How much time each week do you spend thinking about important things? I don’t mean baseball or fishing or camping or whatever (they’re important too). I mean thinking about the most important aspects of your business – whatever they are.

If it could talk, your calendar might argue with you about your answer. Take a look at it.

Does your calendar include time dedicated to considering your most important upcoming decisions?

Are there any slots set aside for thinking about other important items?

Is there time for discussing these items with your leader(s)? That’s important too – but that’s not the time for you to assemble your thoughts. That’s the time for you and your team to go over what came out of everyone’s advance thinking on the subject.

Do you think about these things on your drive home? Or while heading to the store or dinner with your family?
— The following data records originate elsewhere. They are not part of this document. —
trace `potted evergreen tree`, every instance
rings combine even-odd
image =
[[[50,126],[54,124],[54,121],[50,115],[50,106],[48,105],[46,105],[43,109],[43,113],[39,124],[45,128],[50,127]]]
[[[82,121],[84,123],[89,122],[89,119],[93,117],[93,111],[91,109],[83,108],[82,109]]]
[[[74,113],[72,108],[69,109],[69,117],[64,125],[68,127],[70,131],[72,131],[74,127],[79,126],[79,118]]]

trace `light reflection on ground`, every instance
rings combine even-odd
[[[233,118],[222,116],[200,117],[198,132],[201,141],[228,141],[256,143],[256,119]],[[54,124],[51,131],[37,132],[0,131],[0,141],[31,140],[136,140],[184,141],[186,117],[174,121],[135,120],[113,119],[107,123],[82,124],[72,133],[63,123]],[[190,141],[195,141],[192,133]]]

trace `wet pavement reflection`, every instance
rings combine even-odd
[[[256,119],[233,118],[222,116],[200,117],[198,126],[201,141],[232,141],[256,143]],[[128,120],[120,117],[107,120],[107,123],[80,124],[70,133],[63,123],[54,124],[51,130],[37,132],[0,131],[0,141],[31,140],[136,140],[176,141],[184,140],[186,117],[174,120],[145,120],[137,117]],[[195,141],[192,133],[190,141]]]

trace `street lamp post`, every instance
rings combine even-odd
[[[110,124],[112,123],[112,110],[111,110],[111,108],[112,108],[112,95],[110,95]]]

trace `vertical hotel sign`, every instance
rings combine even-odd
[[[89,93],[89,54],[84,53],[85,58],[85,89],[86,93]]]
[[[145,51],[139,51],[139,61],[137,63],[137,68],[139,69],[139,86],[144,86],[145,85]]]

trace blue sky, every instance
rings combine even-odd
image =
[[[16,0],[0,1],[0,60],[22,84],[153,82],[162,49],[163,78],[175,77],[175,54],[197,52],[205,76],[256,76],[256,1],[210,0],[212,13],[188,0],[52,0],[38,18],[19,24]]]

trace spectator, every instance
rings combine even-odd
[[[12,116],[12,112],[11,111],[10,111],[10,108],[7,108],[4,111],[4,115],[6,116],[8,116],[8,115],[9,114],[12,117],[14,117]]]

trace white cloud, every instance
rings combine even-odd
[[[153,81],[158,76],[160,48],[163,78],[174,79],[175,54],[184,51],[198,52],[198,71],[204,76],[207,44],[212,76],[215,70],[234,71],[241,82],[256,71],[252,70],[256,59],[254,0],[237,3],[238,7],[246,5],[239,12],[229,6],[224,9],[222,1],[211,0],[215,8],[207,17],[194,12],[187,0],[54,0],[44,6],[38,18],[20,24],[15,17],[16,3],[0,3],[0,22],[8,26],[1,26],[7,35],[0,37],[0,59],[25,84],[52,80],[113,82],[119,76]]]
If that’s when your thinking happens, how distraction-free is it?

Do you remember any ideas or conclusions you arrived at during those times?

I’m guessing the answer is “No.”

Thinking is a duty

Thinking doesn’t demand “in my office, staring at wall” time – unless that’s what works best for you. The key is being distraction-free. Whether you’re fishing, walking the dog, paddling a kayak, or sitting in your office – the key is solace. Be alone with your thoughts. They need your full attention.

This time can be hard to come by unless you schedule it into your day or week. Intent is critical. “Got a minute?” has a way of destroying intent, or delaying it until tomorrow. One thing leads to another, and another – soon it’s six p.m.

If you’re a leader in the middle of an organization, these situations can be hard to avoid.

If you’re the owner, not doing this work for days, weeks, or months at a time is all but dereliction of duty. As owner, that’s your right – but is it right? Is that what you want?

Slow, turn ahead

One of the most important jobs an owner has is to be ahead of the curve. Considering and making decisions before they’re necessary. Waiting until the next challenge is in your face is not the ideal time to make complex decisions. Are there any other kind? Rarely, it seems.

These things sometimes take research. They take time to consider.

One of the worst parts is that they’re easy to forget. I suspect you’ve found a way to take some notes. At times, I’ve pulled over to make some notes while on a long, solo drive. At other times, I’ve called myself and left a voicemail.

We seem to learn the hard way how easy it is to forget that brilliant thought. Oh sure, we remember we were a little bit outside of Big Timber. But the thought itself? Gone. Poof.

The conversations we have with ourselves about important topics are often valuable. The results of our deep, focused thinking are too important to trust to our memory.

Too busy for thinking?

One of the things we get hung up on is the “busy” trap. We’re so busy attending to urgent but not important things that we forget about critical work. It’s on our todo lists, but it’s not scheduled.

Neither are “emergencies”, of course – but they get the attention they demand.

Sometimes we get sucked into emergencies even when there’s no need for us. Others are capable of handling them – yet we allow ourselves to get pulled in.

While this can make us feel like we’re important, needed, and critical to our businesses – we already are. Yet because we’re the owner, we get away with it. There’s seldom anyone with the gumption to say “Boss, we got this” – but if you look, you’ll see it on their faces.

It sends the wrong messages. Most of the time, you don’t need to be there. If they needed you, they’d ask. Being involved despite that tells them you don’t trust them.

That’s not the worst part.

If your senior staff did this, how would you react? You’d tell them to let the team do their job. Follow that advice.

Our most important job is to do the work no one else can do. Quality time thinking about the company’s biggest challenges is part of that work.